The company didn't disclose perks for its ex-chairman, the government says.
WASHINGTON -- Tyson Foods Inc. agreed Thursday to pay a $1.5 million civil fine to settle federal regulators' charges that it failed to fully disclose lavish perks provided to former chairman Don Tyson, including $38,000 in oriental rugs and antiques, and the use of houses in England and Mexico.
Don Tyson will pay an additional $700,000 civil fine to settle charges by the Securities and Exchange Commission that he caused and aided the company's violations of disclosure rules for benefits that Tyson, friends and family members received while he was chairman and after his retirement in October 2001.

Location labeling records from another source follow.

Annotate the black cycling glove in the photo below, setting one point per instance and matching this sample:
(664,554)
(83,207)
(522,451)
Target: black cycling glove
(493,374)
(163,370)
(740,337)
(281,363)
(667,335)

Tyson is still a consultant to the company and sits on its board.
Neither Springdale, Ark.-based Tyson Foods, the world's largest producer of chicken, beef and pork, nor Tyson himself admitted or denied wrongdoing under the settlement. They did agree to refrain from future violations of federal securities laws.
"Shareholders have a right to complete and accurate disclosures that provide a full appreciation of how public companies are using corporate assets for the personal benefit of their top executives," Paul Berger, an SEC associate director of enforcement, said in a statement.
John Tyson, who is the son of Don Tyson and is now the company's chairman and CEO, said the "company has cooperated fully with the SEC in an effort to resolve this matter and (we) are pleased to be moving forward. We've also put additional controls and procedures in place to help ensure executive perquisites are being properly tracked and disclosed in the future."
During Don Tyson's tenure from 1997 to 2001, the SEC said, the company provided perks and personal benefits worth about $3 million to him, his wife and daughters and three friends. Many of them were not approved by the board of directors' compensation committee, the agency said.
It said they included:
$689,016 in personal expenses for Tyson and two friends, including $20,000 in purchases of oriental rugs and $18,000 of antiques, a $15,000 vacation in London, an $8,000 horse and other purchases of clothing, jewelry, artwork, vacations and theater tickets, paid with cash advances from the company's accounts, directly billed to the company or charged to company credit cards issued Tyson and the two friends.
$464,132 in personal use by Tyson and his family and friends of company-owned houses in the English countryside and in Cabo San Lucas, Mexico, including use of the company-paid chauffeur, cook and housekeeper at the house in England and the company's boat with crew in Cabo San Lucas.
$426,086 in personal use of company-owned aircraft by Tyson and his family and friends.
$203,675 in housekeeping services provided at five different homes where Tyson and his family and friends lived or vacationed.
$84,000 in lawn maintenance at the five homes.
In December, the company offered in settlement negotiations with the SEC to pay a $1.5 million fine, while Don Tyson offered to pay $200,000.
The company said last summer that the board had reviewed the SEC's allegations and that Don Tyson voluntarily paid the company more than $1.5 million for items that came under review.
Shares of Tyson rose 20 cents to close at $16.74 Thursday on the New York Stock Exchange, where it has traded between $13.97 and $21.28 over the past 52 weeks.